Dirichletia obovata
- Conservation status: Least Concern (IUCN 3.1)

Scientific classification
- Kingdom: Plantae
- Clade: Tracheophytes
- Clade: Angiosperms
- Clade: Eudicots
- Clade: Asterids
- Order: Gentianales
- Family: Rubiaceae
- Genus: Dirichletia
- Species: D. obovata
- Binomial name: Dirichletia obovata Balf.f. (1882)
- Synonyms: Carphalea obovata (Balf.f.) Verdc. (1973 publ. 1974) ; Dirichletia lanceolata Balf.f. (1882) ; Dirichletia obovata var. albescens Balf.f. (1884) ; Dirichletia venulosa Balf.f. (1882) ;

= Dirichletia obovata =

- Authority: Balf.f. (1882)
- Conservation status: LC

Species of plant

Dirichletia obovata, synonym Carphalea obovata, is a species of plant in the family Rubiaceae.
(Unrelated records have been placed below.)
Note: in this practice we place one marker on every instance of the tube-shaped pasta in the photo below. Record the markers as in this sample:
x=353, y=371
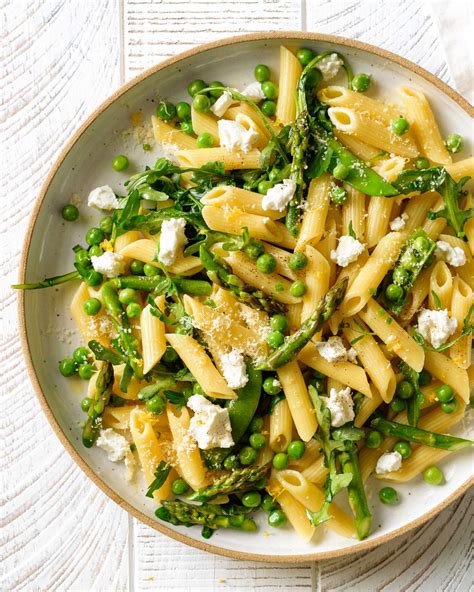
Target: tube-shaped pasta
x=260, y=227
x=201, y=366
x=461, y=302
x=296, y=393
x=281, y=426
x=312, y=498
x=374, y=362
x=290, y=71
x=392, y=334
x=423, y=123
x=369, y=277
x=372, y=131
x=315, y=212
x=441, y=284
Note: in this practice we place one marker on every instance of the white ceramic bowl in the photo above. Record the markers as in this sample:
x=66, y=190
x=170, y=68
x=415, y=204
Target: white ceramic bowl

It is a shrub endemic to Socotra. It has small pink or lilac flowers, and has a distinctive asymmetric wing-like calyx which gradually expands to hide the developing fruit. It is locally common in montane woodland and along wadis at lower elevations, from 100–1,100 metres elevation.